In my code, I want to local the hash reference that is inside $foo->bar. I know I can do:

my $foo = Foo->new;

# ...

my %local_bar = ( asdf => 123 );
local $foo->{bar} = \%local_bar;   # THIS LINE

call_to_something_that_needs_bar($foo);

for (keys %local_bar) {
  ...
}

But I don't want to do that1. Is there syntax to localize that structure without going to the internals?


1) The reason I don't want to do that is that $foo is wrapped in an Object::Destroyer instance, so while $foo->bar resolves to Foo, $foo->{bar} actually ends up in the destroyer instance, and $foo->{object}->{bar} is where $foo->bar goes. The code with the local is in production code, but the $foo object is only an Object::Destroyer instance in a test.

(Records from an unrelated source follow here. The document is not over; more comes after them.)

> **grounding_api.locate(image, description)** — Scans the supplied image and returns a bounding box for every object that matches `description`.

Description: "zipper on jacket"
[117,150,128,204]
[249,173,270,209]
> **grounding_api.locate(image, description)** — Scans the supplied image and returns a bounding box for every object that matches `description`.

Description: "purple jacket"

CodePudding user response:

local makes a backup of a variable, then places a directive on the stack that restores that variable when it's popped off the stack. The following does something similar:

use Object::Destroyer qw( );

sub local_attribute {
   my $obj  = shift;
   my $attr = shift;
   my $val  = shift;  # Optional

   my $backup = $obj->$attr();
   my $guard = Object::Destroyer->new(
      sub {
         $obj->$attr( $backup )
      }
   );

   $obj->$attr( $val );

   return $guard;
}

my $guard = local_attribute( $foo, "bar", \%local_bar );

The above uses object destruction to provide a generic approach. You could also use case-specific exception handling.